RUSH: I have a story here that you’re not going to see in the drive-by media, and it’s from the Cybercast News Service. “Water Purifying Projects Completed Near Baghdad — Soldiers in Iraq last week completed a water treatment and storage project that provides purified water to residents of four communities north of Baghdad, according to the Department of Defense. Soldiers from the 7th Squadron, 10th Cavalry Regiments and Company A, 490th Civil Affairs Battalion tested and approved storage containers, finalizing a project that purifies water from local canals. The new storage tanks feature faucets that allow residents to fill their own containers to transport water to their homes.
“‘We are happy,’ Sheik Modar Thamir, a leader in one of the affected communities… The Army Corps of Engineers, which is working to rebuild public services in Iraq and Afghanistan, reports on its website that 243 public water projects have been completed in Iraq since 2004. Another 144 projects are underway. The ACE consists mostly of civilian engineers, scientists and other specialists who work with the military at home and abroad. Most of its work is done in the United States, but it established a provisional division in January 2004 to assist with the rebuilding of Iraq. The water treatment projects are aimed at repairing water purification systems that operated ‘at a fraction of their pre-war capacity due to years of neglect, electricity shortages and post-war looting.'”
Now, I gotta tell you something. When I went to Afghanistan a year ago last February, one of the things that amazed me — folks, the place looked like it had been bombed back to the Stone Age. They had the war with the Soviets in the 80s, and after that, there was sort of… They had seven different Mujahideen tribes, and there was a vacuum. There was no central leadership that popped up. The Taliban went in there and totally took over; another civil war erupted, and the place was just left in a shambles. The Taliban was a pure terrorist organization, pure totalitarian, and nothing got rebuilt.
It was just stunning to see.
I’m never going to have the same reaction when I hear people complain about “poverty,” particularly in this country after what I saw there. Here’s the point. I went to a number of US military installations, and I was stunned at the cities for military that the military had set up to house the troops. They had literally built little villages and cities with water treatment centers. It’s amazing to see what they do — and they were helping one of the plans that was being implemented then was the same type of thing that you just heard about here with water purifying projects in Iraq, the civilian military authority was working with the Iraqis to rebuild the country and establish sanitary water systems and sanitary disposal systems and so forth.

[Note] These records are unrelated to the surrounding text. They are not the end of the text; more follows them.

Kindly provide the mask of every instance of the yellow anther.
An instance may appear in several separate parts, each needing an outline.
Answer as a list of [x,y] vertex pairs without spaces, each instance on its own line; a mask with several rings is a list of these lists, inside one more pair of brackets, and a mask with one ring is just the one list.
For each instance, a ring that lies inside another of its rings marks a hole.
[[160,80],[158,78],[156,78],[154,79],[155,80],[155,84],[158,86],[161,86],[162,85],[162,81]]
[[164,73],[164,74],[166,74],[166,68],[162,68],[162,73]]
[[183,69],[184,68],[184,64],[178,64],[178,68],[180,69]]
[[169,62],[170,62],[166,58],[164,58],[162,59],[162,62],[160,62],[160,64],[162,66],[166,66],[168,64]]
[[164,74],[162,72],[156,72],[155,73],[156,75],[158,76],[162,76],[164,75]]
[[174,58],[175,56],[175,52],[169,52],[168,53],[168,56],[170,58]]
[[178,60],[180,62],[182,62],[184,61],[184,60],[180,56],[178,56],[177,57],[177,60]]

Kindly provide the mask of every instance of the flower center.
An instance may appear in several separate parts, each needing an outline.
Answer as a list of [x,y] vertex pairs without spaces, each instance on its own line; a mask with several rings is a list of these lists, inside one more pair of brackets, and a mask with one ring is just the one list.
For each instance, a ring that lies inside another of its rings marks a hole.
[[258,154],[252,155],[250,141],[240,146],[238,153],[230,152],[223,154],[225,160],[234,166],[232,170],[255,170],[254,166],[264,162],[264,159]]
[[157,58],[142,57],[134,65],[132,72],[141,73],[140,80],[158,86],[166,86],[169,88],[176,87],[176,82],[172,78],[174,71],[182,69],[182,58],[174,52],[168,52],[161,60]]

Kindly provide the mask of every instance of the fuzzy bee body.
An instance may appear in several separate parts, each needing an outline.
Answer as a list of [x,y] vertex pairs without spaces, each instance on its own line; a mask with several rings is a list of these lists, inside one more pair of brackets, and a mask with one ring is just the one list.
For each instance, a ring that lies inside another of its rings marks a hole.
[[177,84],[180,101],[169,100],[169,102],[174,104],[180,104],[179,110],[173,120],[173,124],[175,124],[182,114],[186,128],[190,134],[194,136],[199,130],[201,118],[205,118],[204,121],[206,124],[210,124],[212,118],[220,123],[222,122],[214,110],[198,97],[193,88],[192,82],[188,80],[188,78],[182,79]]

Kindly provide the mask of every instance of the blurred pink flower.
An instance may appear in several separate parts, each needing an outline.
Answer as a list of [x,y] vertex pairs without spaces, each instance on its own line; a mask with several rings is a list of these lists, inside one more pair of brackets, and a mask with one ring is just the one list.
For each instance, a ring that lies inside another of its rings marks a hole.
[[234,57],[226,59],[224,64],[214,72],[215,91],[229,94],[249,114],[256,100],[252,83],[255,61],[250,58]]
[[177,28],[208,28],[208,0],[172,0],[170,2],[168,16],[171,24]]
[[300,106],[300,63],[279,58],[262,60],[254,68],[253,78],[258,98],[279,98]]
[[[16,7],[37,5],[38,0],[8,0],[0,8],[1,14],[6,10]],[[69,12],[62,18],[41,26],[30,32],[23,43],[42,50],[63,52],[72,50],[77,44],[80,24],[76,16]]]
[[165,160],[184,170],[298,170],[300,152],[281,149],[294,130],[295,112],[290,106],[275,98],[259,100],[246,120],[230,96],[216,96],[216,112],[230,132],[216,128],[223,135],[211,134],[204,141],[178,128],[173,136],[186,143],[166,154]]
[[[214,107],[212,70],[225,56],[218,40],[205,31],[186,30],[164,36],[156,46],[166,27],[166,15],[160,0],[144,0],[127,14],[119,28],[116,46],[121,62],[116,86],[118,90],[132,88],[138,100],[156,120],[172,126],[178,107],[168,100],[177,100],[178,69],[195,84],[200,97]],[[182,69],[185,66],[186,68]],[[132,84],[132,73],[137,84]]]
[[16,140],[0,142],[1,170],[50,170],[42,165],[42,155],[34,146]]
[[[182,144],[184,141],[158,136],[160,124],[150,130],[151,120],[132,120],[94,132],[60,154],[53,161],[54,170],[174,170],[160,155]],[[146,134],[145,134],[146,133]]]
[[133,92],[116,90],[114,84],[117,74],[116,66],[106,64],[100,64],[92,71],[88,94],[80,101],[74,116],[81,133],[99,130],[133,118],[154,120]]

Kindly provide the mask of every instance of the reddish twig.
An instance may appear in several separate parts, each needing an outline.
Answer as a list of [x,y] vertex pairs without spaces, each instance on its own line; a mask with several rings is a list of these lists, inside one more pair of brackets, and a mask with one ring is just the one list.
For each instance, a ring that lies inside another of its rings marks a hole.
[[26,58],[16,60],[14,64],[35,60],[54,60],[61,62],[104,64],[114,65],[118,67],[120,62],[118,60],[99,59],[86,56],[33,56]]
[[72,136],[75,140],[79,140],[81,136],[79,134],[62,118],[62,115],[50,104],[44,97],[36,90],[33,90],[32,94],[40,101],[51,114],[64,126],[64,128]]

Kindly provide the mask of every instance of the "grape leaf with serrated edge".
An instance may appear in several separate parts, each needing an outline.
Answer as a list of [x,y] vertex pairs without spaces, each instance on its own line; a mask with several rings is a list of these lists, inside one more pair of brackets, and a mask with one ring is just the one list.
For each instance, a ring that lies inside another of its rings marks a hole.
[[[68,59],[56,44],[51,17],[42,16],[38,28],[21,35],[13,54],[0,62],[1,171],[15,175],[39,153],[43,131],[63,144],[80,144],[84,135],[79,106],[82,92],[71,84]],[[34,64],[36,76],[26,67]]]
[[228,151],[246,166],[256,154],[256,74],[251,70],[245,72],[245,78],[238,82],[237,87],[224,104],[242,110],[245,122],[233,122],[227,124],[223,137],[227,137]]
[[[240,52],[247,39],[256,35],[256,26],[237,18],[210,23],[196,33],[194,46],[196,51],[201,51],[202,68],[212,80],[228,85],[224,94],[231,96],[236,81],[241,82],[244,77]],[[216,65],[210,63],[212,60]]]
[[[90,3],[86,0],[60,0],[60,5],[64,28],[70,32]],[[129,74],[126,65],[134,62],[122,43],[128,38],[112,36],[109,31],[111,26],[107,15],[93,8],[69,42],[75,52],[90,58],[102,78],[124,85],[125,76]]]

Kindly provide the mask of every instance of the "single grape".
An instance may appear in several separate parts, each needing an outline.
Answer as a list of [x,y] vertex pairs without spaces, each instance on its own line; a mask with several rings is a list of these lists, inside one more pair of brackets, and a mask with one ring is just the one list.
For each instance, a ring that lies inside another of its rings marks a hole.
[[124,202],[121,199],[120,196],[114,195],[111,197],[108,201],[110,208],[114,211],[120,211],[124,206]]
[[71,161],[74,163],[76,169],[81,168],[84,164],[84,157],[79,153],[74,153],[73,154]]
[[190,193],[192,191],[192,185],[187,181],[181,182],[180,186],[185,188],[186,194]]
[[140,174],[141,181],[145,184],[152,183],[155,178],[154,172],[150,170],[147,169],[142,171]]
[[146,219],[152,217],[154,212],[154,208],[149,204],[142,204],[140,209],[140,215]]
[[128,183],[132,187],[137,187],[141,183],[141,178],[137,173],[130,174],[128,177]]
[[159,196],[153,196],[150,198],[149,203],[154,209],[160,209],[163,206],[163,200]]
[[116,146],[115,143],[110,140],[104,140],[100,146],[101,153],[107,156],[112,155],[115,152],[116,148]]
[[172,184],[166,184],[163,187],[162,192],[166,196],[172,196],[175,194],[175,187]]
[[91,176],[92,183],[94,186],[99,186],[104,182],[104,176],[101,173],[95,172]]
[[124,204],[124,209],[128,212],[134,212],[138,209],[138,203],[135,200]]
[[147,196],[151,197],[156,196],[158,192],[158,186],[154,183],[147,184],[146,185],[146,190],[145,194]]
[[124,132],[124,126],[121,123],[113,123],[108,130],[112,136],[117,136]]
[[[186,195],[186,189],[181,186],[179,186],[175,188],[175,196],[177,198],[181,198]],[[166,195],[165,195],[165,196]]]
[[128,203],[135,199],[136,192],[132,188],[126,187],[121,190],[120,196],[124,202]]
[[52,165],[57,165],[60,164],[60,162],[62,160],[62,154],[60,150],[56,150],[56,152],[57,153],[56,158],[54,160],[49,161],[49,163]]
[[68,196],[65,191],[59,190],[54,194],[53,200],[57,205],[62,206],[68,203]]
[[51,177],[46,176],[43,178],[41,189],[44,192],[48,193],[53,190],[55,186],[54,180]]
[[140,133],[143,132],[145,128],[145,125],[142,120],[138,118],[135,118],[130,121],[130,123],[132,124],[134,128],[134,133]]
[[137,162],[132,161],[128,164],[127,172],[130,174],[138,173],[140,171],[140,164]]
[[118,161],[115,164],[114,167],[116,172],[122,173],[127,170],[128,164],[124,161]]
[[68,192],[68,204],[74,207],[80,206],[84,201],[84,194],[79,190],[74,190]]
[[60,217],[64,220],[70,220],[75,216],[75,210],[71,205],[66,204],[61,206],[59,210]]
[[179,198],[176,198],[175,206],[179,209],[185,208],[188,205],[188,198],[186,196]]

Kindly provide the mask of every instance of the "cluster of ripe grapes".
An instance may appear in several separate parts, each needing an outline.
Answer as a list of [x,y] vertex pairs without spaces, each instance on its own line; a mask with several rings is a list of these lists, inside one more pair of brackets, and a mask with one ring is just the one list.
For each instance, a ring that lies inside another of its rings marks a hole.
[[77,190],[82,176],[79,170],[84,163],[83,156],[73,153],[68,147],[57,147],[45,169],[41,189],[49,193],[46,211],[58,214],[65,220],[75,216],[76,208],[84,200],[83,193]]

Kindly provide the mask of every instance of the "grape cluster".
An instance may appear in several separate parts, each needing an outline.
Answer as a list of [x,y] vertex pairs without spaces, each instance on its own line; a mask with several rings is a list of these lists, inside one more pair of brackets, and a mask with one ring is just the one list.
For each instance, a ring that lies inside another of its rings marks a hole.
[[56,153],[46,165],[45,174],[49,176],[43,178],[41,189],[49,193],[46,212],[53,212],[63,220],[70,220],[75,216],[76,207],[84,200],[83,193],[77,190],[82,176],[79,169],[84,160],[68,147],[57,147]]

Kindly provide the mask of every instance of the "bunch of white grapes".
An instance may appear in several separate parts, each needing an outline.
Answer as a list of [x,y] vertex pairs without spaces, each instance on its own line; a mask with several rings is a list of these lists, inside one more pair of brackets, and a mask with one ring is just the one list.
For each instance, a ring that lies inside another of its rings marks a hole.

The contrast! Here you had the US. We went into Afghanistan in 2001. I’m over there in 2005. In less than three years I saw a bunch of more modern standard-of-living establishments that the military had set up for itself in the remote part of the world, essentially building little cities — housing units and water purification, game rooms, rec rooms, communication centers — and it was just stunning. Here we are, a culture able to go into a place like this and build housing and all the necessary infrastructure for our troops in a matter of months, in a country that hasn’t been able to do it in I don’t know how many thousands of years, and now we’re doing the same thing in Iraq.
This is the kind of good news, this is the kind of progress, this is the kind of story that does not get reported. It really doesn’t. I’ve made mention of the fact: I’ve traveled a lot of places in the world, and I’m sure a lot of you have, too, and one of the things that you can’t help but notice when you travel in a foreign country, and I don’t care what it is, one of the things you can to appreciate most is the water system that we have in this country. You can go coast to coast in this country, and you don’t have to worry about drinking the water in a home, in the city, or out in the country, hotels or gas stations.
Some people have problems with it so they drink bottled water, but the fact remains you can turn on the faucet anywhere in this country, in an actively maintained establishment, and be totally safe drinking the water. You don’t have to pack up bottled water from Missouri when you travel to California so you don’t get a stomach disease, is the point — and we take this all for granted. When you travel around the world, if you’re in some places, toilets will not even flush toilet paper — and these countries and civilizations have been around far longer than we have. Our military engineers, in Iraq and Afghanistan, are setting things up on the same model that we set up in our whole country.
Before it’s over with, Iraq is going to have a water system that will be better than a lot of European countries’ existing water system. I’m talking about sanitary and waste removal, drinking water, the whole thing — and the drive-by media will never tell you about this story. They will never discuss this with you. In fact, even in this story they went out and had to go find some anti-war people to say, “Well, yeah, this is all well and good, but why did it happen in the first place? The United States has to rebuild this because they destroyed it!” It’s just absurd. Even in a story which focuses on good news “for the sake of journalistic balance,” you have to go out and find some detractor, some critic (it doesn’t matter who) just to “balance” the story so that nobody thinks the journalists are being biased or unfair.